China's architectural exports to less-developed countries, such as conference halls, government offices, hospitals, institutional headquarters, schools, stadia and theatres, have played a special role in the state's foreign aid and diplomatic strategy. Beginning in the late 1950s, such exported architectural projects were presented by the Chinese Communist Party-led government as gifts to many Asian and African nations in exchange for their ideological, political and diplomatic support. In the post-Mao era, these architectural exports were combined with economic assistance, debt relief and expanding market access, suggesting economic cooperation, political engagement and cultural communication. In this study, a range of typical buildings are woven with their particular historical and socio-political backgrounds into a cohesive narrative. This is the first attempt to examine and theorise the development and transformation of this distinctive phenomenon, using architectural aid as a lens through which to unpack the state's motivation for and the institutions/individuals' commitment to constructing China's global influence. It is argued that the exported architectural projects – profoundly marked by the state's intervention – demonstrated what we term a ‘transformational modernism’ that was both a product of social transformation in China and a positive engagement with the recipient nations' local conditions.

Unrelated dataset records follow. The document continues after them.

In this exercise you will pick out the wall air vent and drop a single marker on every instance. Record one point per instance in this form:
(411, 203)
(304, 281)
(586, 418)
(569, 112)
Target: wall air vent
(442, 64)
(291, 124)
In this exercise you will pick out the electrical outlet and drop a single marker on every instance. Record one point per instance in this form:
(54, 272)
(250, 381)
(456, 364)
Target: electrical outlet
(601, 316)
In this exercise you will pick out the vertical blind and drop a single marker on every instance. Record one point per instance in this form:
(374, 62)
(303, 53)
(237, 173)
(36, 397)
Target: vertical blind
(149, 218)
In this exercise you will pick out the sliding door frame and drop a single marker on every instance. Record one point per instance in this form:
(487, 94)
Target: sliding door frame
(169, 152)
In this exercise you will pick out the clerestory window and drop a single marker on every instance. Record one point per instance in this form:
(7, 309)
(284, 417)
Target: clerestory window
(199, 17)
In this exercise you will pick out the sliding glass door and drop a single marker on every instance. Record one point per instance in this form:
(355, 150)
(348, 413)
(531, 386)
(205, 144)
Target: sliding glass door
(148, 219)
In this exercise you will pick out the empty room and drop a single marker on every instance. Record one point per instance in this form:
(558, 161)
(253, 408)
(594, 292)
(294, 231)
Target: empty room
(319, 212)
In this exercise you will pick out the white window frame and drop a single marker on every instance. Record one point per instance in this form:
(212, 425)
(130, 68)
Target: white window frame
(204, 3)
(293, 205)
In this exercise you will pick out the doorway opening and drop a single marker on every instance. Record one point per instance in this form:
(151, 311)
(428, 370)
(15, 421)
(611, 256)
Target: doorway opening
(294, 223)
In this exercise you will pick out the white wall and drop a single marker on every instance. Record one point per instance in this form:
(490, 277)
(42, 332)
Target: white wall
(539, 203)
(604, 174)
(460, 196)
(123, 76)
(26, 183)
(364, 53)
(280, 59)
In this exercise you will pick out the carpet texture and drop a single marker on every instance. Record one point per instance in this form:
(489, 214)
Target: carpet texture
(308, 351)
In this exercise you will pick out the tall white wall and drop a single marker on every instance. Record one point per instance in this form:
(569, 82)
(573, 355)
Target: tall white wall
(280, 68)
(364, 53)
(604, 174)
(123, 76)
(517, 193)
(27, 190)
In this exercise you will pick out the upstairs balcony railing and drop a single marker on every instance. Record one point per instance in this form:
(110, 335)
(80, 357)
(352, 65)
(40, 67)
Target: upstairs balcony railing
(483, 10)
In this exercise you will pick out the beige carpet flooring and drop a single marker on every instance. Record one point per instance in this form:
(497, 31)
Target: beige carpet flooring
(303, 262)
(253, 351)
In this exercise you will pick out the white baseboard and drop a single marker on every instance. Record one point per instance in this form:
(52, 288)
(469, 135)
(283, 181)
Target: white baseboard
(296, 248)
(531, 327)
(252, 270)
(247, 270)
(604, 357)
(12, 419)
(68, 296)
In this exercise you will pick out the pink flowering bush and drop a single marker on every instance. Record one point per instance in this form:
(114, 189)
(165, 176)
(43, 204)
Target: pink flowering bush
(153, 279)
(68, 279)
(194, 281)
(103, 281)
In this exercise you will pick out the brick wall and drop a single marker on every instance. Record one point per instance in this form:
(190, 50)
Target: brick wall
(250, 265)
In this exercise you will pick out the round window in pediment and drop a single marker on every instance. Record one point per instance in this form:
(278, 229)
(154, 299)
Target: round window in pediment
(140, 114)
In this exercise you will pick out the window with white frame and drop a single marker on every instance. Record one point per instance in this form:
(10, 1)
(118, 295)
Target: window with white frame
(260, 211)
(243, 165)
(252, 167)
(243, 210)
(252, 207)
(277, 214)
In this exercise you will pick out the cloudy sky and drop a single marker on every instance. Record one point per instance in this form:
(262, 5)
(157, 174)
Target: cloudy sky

Fig. 4. Dai Nianci/The Beijing Industrial Design Institute, the section of the Bandaranaike Memorial International Conference Hall, 1973, Colombo, Sri Lanka.
Fig. 4. Dai Nianci/The Beijing Industrial Design Institute, the section of the Bandaranaike Memorial International Conference Hall, 1973, Colombo, Sri Lanka. © Dangdai zhongguo jianzhu dashi: Dai Nianci.

Highlights

  • China's architectural aid epitomises the state's long-term, sophisticated engagement with less-developed countries.
  • China uses architectural exports as an instrument to enhance its political, economic and cultural influences.
  • A range of typical buildings aided by Chinese government and designed by design institutes are analysed.
  • Chinese architects are committed to cultivating a transformational modernism in architectural export.